DEAN TURNER, CHIEF EURO ZONE AND UK ECONOMIST AT UBS GLOBAL WEALTH MANAGEMENT, LONDON:
"The European Central Bank cut interest rates by 25 bps at today’s meeting, in line with both our and market expectations. In our view, a combination of fading medium-term inflation pressures and lacklustre growth points to the ECB continuing to cut rates at every meeting through to June, taking the deposit rate to 2%.
"As things stand, the risks are tilted towards the ECB having to do more, not less, to support the economy in 2025. However, this is more likely to result in further cuts later in 2025 rather than larger moves in the near term."
MARCHEL ALEXANDROVICH, ECONOMIST, SALTMARSH ECONOMICS, LONDON:
"Another 25 bps move from the ECB - its fourth rate cut in this easing cycle. The monetary policy statement repeats that the Governing Council is not pre-committing to a particular rate path."
"However, the new forecasts show core inflation at 1.9% in 2026 and 2027, which suggests that interest rates can continue to be nudged down toward the lower end of the neutral range."

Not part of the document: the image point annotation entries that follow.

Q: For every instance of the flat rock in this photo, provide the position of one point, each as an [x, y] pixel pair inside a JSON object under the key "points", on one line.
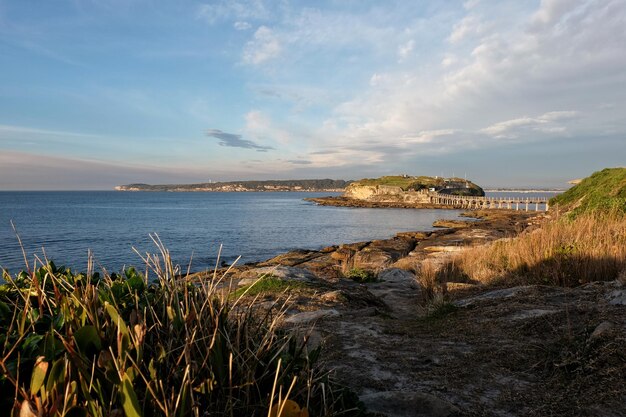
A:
{"points": [[409, 404], [294, 257], [396, 275], [604, 329], [531, 314], [309, 316], [493, 295]]}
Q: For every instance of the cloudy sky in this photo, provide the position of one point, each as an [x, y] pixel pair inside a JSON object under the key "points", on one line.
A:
{"points": [[95, 93]]}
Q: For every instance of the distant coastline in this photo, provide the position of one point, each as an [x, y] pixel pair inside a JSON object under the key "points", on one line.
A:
{"points": [[314, 185], [525, 190]]}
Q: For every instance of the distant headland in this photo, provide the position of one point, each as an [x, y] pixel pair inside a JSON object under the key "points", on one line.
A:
{"points": [[326, 185]]}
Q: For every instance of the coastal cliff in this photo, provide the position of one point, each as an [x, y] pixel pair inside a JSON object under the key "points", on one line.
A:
{"points": [[400, 191], [327, 185]]}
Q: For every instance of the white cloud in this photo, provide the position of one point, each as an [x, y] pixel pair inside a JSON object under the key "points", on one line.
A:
{"points": [[260, 126], [470, 4], [470, 25], [264, 46], [239, 25], [239, 10], [546, 123], [405, 50]]}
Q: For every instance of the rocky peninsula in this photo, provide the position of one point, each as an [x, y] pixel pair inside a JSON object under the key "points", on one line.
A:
{"points": [[448, 323], [314, 185], [400, 191]]}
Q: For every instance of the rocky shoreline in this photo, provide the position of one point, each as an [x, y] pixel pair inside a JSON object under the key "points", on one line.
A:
{"points": [[480, 350], [341, 201]]}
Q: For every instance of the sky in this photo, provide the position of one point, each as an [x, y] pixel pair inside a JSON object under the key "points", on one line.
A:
{"points": [[97, 93]]}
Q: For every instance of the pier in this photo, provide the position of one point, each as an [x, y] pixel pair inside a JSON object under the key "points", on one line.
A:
{"points": [[472, 202]]}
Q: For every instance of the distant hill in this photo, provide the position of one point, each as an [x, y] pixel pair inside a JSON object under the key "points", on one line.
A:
{"points": [[457, 186], [242, 186], [603, 190]]}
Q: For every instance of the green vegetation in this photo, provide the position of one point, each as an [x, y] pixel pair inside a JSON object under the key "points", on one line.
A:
{"points": [[89, 345], [458, 186], [361, 275], [267, 284], [565, 252], [603, 190]]}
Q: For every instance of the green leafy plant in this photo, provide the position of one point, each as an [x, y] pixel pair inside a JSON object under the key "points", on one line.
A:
{"points": [[361, 275], [76, 344]]}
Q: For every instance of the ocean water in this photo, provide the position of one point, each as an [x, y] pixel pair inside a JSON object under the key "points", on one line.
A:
{"points": [[64, 226]]}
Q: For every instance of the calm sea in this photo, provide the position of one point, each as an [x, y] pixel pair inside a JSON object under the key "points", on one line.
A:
{"points": [[255, 226]]}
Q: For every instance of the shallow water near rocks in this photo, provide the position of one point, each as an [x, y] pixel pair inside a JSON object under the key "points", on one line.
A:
{"points": [[256, 226]]}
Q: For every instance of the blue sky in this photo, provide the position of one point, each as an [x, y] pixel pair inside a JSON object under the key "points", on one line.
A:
{"points": [[95, 93]]}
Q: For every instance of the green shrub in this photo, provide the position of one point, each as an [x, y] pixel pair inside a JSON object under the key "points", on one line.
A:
{"points": [[80, 344], [361, 275]]}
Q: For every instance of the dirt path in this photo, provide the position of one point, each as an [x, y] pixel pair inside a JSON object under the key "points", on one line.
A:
{"points": [[521, 351]]}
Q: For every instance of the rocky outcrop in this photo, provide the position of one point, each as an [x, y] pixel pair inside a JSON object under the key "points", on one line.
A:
{"points": [[386, 194], [529, 350]]}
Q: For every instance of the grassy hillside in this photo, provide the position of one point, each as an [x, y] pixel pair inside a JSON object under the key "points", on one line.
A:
{"points": [[603, 190], [417, 183], [281, 185]]}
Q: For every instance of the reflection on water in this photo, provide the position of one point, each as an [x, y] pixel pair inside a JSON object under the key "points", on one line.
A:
{"points": [[256, 226]]}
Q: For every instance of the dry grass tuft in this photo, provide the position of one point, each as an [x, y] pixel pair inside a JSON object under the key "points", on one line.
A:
{"points": [[565, 252], [113, 345]]}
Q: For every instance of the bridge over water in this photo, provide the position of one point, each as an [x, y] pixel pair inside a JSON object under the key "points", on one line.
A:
{"points": [[471, 202]]}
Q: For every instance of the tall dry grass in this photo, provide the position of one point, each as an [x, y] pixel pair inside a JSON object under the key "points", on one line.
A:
{"points": [[563, 251], [126, 345]]}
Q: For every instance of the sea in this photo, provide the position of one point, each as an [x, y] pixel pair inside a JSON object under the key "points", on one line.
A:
{"points": [[118, 228]]}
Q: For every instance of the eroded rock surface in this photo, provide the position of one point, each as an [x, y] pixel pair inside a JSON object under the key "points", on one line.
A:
{"points": [[520, 351]]}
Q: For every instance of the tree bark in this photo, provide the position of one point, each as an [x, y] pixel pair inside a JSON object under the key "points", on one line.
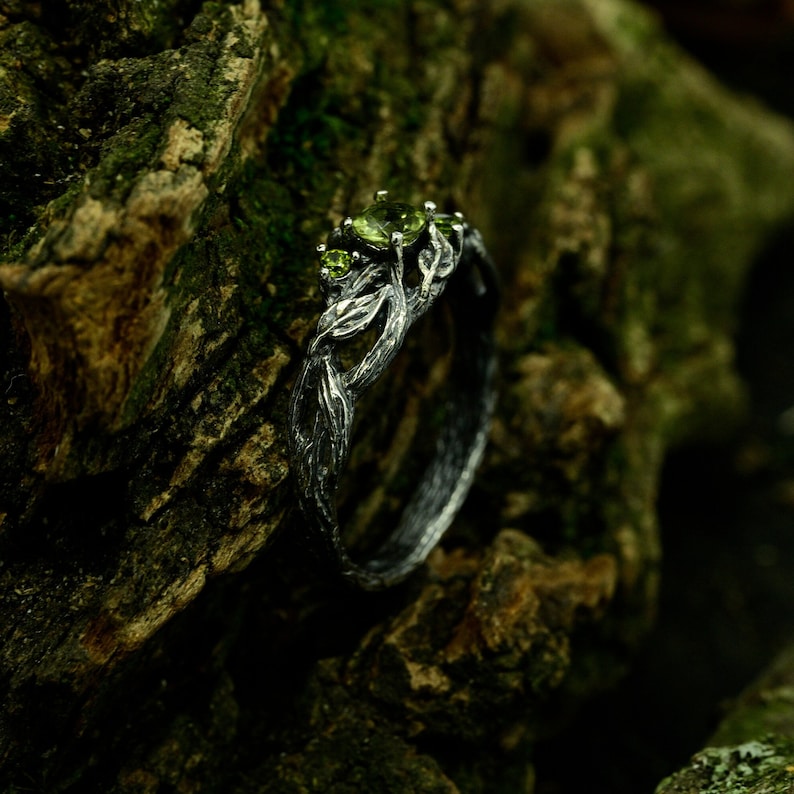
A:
{"points": [[752, 751], [167, 169]]}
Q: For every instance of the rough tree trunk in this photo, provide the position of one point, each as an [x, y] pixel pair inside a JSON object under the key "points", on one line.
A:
{"points": [[166, 169]]}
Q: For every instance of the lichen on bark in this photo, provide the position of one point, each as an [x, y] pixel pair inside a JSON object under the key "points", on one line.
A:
{"points": [[159, 288]]}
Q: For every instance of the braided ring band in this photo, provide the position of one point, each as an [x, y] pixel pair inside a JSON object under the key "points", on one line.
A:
{"points": [[383, 270]]}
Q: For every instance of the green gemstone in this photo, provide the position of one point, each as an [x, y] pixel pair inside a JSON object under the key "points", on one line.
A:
{"points": [[444, 224], [336, 261], [376, 224]]}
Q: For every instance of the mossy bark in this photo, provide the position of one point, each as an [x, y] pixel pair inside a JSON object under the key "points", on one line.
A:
{"points": [[752, 750], [167, 170]]}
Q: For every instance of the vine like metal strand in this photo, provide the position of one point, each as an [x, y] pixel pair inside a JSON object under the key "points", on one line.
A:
{"points": [[368, 290]]}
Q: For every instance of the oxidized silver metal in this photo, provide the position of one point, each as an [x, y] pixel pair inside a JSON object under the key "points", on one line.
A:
{"points": [[369, 290]]}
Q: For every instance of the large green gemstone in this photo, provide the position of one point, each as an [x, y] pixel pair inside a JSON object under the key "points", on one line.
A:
{"points": [[336, 261], [376, 223]]}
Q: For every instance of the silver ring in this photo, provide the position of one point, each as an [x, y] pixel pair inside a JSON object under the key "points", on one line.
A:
{"points": [[384, 269]]}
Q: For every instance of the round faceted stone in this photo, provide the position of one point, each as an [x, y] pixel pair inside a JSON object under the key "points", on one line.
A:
{"points": [[376, 223], [336, 261]]}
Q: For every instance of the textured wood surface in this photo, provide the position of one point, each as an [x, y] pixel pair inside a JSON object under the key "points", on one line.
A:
{"points": [[159, 621]]}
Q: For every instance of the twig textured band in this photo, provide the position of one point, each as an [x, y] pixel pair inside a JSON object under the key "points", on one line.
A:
{"points": [[383, 270]]}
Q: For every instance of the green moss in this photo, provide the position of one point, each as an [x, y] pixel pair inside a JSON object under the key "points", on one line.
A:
{"points": [[755, 767]]}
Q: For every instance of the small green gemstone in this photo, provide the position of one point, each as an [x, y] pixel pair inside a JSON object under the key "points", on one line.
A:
{"points": [[444, 224], [336, 261], [376, 224]]}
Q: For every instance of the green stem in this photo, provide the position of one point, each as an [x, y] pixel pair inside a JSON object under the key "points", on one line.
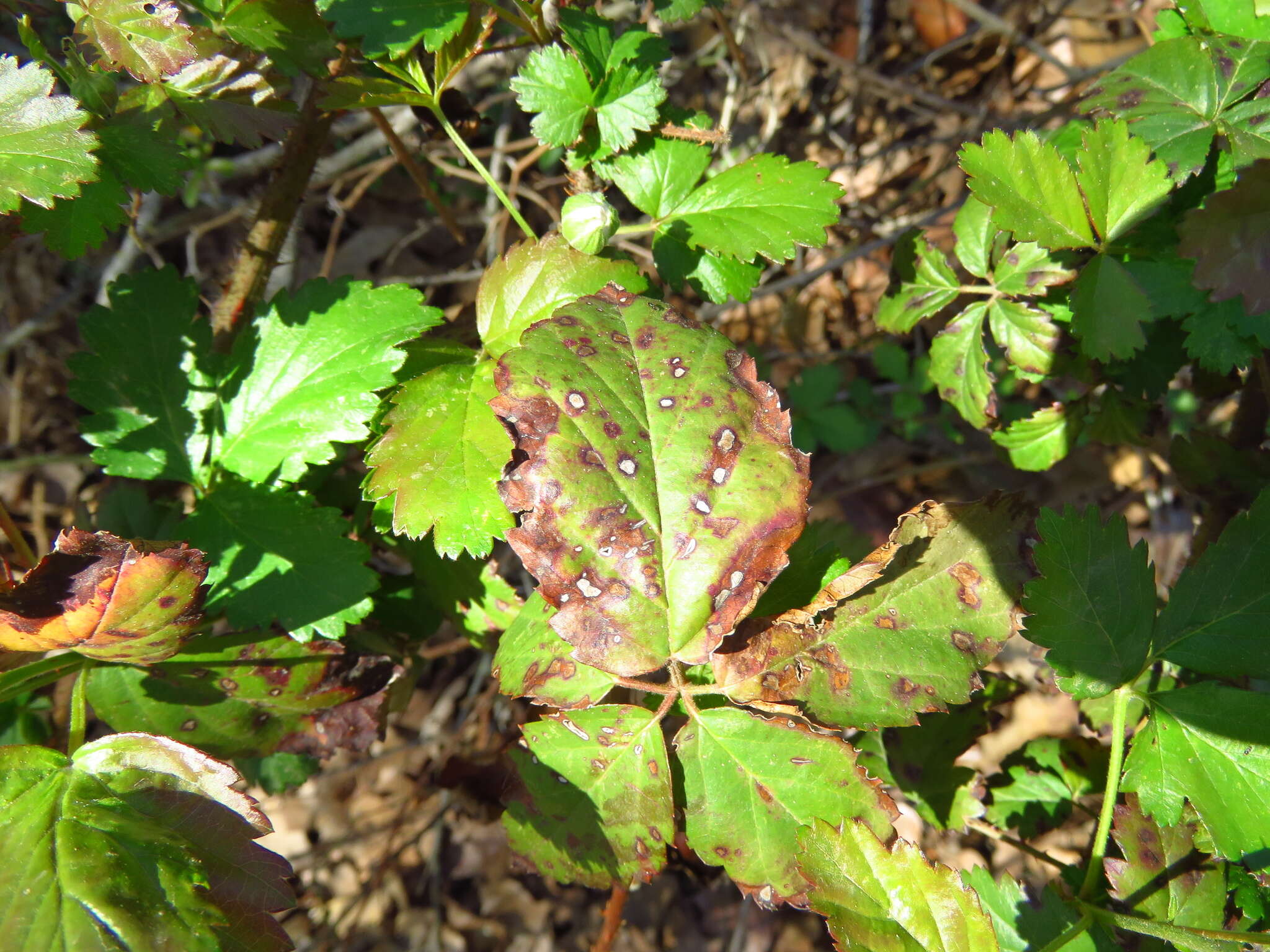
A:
{"points": [[1099, 850], [79, 708], [482, 170], [1185, 937]]}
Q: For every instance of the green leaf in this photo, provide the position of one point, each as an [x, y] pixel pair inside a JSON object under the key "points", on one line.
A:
{"points": [[143, 379], [1030, 188], [394, 27], [1039, 441], [1094, 606], [1109, 307], [249, 695], [751, 783], [1208, 744], [879, 897], [276, 558], [554, 84], [149, 40], [533, 660], [911, 641], [928, 286], [135, 843], [304, 375], [660, 489], [763, 206], [1214, 615], [1175, 94], [441, 457], [959, 366], [45, 150], [1160, 876], [535, 278], [596, 808]]}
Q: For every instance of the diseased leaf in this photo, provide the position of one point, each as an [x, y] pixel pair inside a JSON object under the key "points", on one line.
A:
{"points": [[1208, 744], [1094, 604], [441, 459], [1217, 615], [910, 643], [45, 150], [276, 558], [879, 896], [109, 598], [535, 278], [533, 660], [1230, 240], [149, 40], [752, 782], [304, 375], [135, 842], [251, 695], [659, 489], [596, 808]]}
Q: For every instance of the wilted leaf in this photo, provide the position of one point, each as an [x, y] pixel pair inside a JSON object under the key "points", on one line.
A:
{"points": [[912, 641], [135, 843], [533, 660], [109, 598], [879, 897], [596, 804], [660, 489], [251, 695], [752, 782]]}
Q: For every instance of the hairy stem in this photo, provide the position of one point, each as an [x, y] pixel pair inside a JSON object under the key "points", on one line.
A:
{"points": [[1099, 848]]}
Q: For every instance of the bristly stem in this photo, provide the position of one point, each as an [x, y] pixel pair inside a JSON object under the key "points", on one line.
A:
{"points": [[1099, 848], [482, 170]]}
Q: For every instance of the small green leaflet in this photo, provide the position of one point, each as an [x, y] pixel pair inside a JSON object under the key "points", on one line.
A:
{"points": [[277, 558], [394, 27], [751, 783], [881, 897], [596, 805], [304, 375], [135, 842], [45, 150], [1208, 744], [144, 380]]}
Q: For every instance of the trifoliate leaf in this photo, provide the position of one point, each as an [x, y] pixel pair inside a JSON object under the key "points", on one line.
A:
{"points": [[441, 457], [145, 379], [1214, 615], [251, 694], [277, 558], [928, 284], [658, 485], [596, 805], [107, 598], [535, 278], [533, 660], [45, 150], [878, 896], [1039, 441], [394, 27], [1030, 187], [1108, 310], [746, 780], [304, 375], [1230, 240], [959, 366], [149, 40], [135, 843], [1208, 744]]}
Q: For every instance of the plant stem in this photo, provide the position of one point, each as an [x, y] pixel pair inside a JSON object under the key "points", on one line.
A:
{"points": [[1099, 848], [79, 708], [482, 170]]}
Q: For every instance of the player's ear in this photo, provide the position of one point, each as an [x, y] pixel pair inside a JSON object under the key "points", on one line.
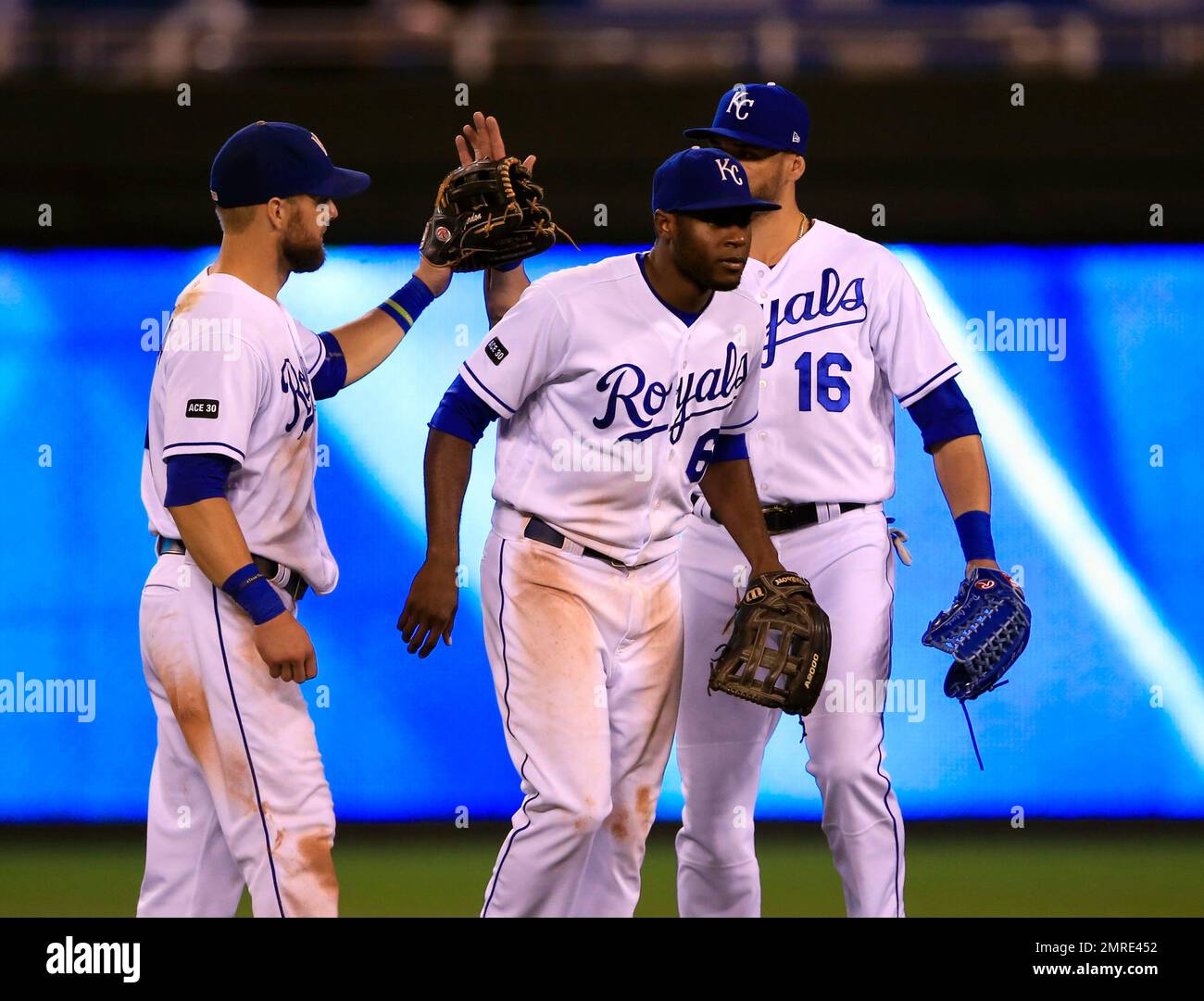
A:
{"points": [[663, 223], [278, 213]]}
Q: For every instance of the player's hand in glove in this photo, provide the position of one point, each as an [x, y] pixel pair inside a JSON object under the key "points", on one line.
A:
{"points": [[285, 647], [488, 212], [430, 607], [985, 630], [778, 652]]}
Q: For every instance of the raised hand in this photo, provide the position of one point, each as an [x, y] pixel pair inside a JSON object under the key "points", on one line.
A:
{"points": [[483, 141]]}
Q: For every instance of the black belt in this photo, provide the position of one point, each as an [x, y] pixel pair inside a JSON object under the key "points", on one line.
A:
{"points": [[538, 530], [786, 518], [294, 585]]}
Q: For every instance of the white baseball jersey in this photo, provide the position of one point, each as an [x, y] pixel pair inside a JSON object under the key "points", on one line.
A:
{"points": [[612, 406], [847, 333], [232, 379]]}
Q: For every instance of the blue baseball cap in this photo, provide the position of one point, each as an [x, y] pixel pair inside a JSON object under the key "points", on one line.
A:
{"points": [[759, 115], [277, 160], [699, 180]]}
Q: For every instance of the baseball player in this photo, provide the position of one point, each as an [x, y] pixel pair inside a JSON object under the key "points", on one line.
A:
{"points": [[847, 334], [237, 791], [621, 386]]}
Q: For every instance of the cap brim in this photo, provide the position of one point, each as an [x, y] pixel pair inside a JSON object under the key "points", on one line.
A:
{"points": [[753, 205], [342, 183], [733, 133]]}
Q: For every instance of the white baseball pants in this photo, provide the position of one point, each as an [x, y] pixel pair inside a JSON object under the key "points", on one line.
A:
{"points": [[239, 795], [586, 663], [721, 740]]}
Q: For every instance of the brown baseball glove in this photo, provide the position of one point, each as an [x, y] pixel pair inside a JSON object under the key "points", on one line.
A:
{"points": [[778, 652], [489, 213]]}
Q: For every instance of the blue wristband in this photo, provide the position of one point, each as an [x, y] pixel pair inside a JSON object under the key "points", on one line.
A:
{"points": [[405, 305], [254, 594], [974, 533]]}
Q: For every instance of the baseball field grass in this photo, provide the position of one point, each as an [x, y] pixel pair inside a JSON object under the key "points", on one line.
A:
{"points": [[952, 869]]}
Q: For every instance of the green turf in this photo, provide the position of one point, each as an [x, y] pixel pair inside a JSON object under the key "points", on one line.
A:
{"points": [[1063, 869]]}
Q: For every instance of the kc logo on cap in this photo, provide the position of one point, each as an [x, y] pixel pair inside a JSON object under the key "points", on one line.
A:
{"points": [[703, 180], [739, 104], [729, 171], [762, 115]]}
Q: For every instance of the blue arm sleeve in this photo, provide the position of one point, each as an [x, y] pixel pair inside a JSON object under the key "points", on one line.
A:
{"points": [[730, 446], [192, 478], [332, 374], [943, 414], [462, 413]]}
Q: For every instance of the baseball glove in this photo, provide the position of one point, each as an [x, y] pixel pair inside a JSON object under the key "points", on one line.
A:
{"points": [[488, 214], [985, 630], [778, 652]]}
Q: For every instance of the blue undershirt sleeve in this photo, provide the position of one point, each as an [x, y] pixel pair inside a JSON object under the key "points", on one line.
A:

MICHAEL BROWN, SENIOR RESEARCH STRATEGIST, PEPPERSTONE, LONDON:
"Accompanying the rate cut was a policy statement that featured a 'cut and paste' of the policy guidance issued after the October meeting."
"Hence, policymakers again committed to following a data-dependent and meeting-by-meeting approach to upcoming decisions, while also stressing that no pre-commitment is being made to a particular rate path."
"These projections ... though, will likely have an incredibly short shelf-life, given that they take no account of recent political tumult in France and Germany, nor do they account for the potential impacts of any trade tariffs imposed by the incoming Trump Administration early in the new year."